Conservative leadership election: what happened last time?

The Conservative Party is preparing for its second leadership election in three years.

While Boris Johnson is currently bookies favourite to take the top job, last time he did not even make it on to the ballot paper.

Here’s what happened in the 2016 vote that ushered Theresa May in to Downing Street.

When and why?

The last Tory leadership race was announced on June 24 2016 after David Cameron resigned following the EU referendum result.

He said the party would have a new prime minister in place by the time of the next Conservative conference in October, but Theresa May became leader just two weeks later on July 13.

Who ran?

By the time nominations closed on June 30, five Tory MPs had put their names forward in the race for Number 10: Theresa May, Andrea Leadsom, Michael Gove, Liam Fox, and Stephen Crabb.

Why not Boris?

Despite being one of the favourites, former London Mayor Boris Johnson did not eventually throw his own hat in the ring.

In a bombshell announcement hours before the nominations closed, Michael Gove, who had been expected to back Mr Johnson, announced his own intention to stand.

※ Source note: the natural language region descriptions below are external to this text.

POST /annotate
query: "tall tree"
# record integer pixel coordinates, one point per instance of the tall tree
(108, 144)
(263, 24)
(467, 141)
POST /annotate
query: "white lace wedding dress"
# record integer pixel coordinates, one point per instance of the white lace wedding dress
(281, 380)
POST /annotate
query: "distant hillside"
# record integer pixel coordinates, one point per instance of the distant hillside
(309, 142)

At the same time Mr Gove somewhat stabbed his old friend in the back by claiming Mr Johnson “cannot provide the leadership or build the team for the task ahead”.

EU referendum
EU referendum

Mr Johnson held a press conference later that morning and said the next PM should “seize this chance and make this our moment to stand tall in the world” but “that person cannot be me”.

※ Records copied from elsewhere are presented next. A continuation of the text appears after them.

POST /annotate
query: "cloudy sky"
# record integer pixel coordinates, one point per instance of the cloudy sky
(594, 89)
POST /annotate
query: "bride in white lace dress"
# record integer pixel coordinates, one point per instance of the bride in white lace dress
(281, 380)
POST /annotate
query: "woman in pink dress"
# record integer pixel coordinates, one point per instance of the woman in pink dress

Who made it to the second round of voting?

Theresa May, Andrea Leadsom and Micheal Gove all made it through the first vote.

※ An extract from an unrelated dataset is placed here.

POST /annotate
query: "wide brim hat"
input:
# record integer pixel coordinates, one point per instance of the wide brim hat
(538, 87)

Liam Fox was eliminated after receiving just 2% of Conservative MPs’ support. Stephen Crabb dropped out at the same time and threw his support behind Theresa May.

What happened to Andrea Leadsom?

Andrea Leadsom was thrust from obscure junior minister to household name during the election process.

She found herself at the centre of the media attention after her campaign team marched through Westminster ahead of the second vote and in front of TV cameras, chanting “What do we want? Leadsom for leader. When do we want it? Now.”

However, later that day, she was forced to defend her record after she faced questions about the accuracy of her CV and 25-year career in the city.

But, despite making it through both rounds of voting, the Tory membership never got the chance to vote for her, as she dropped out, leaving Theresa May as the last woman standing.

This was the moment Andrea Leadsom stepped out of the Tory leadership race – handing Theresa May the keys to No. 10

— Press Association (@PA) July 11, 2016

Mrs May becomes PM

Theresa May walked into Downing Street on July 13, and has now had more than 1,000 days as Prime Minister.

Prime ministers with the shortest time in office since 1900
Prime ministers with the shortest time in office since 1900

She is currently the fifth shortest-serving PM since 1900, but is days away from outlasting Gordon Brown in office, a milestone she will reach on May 29.

And if she clings on until June 27, she will also beat Neville Chamberlain’s tenure.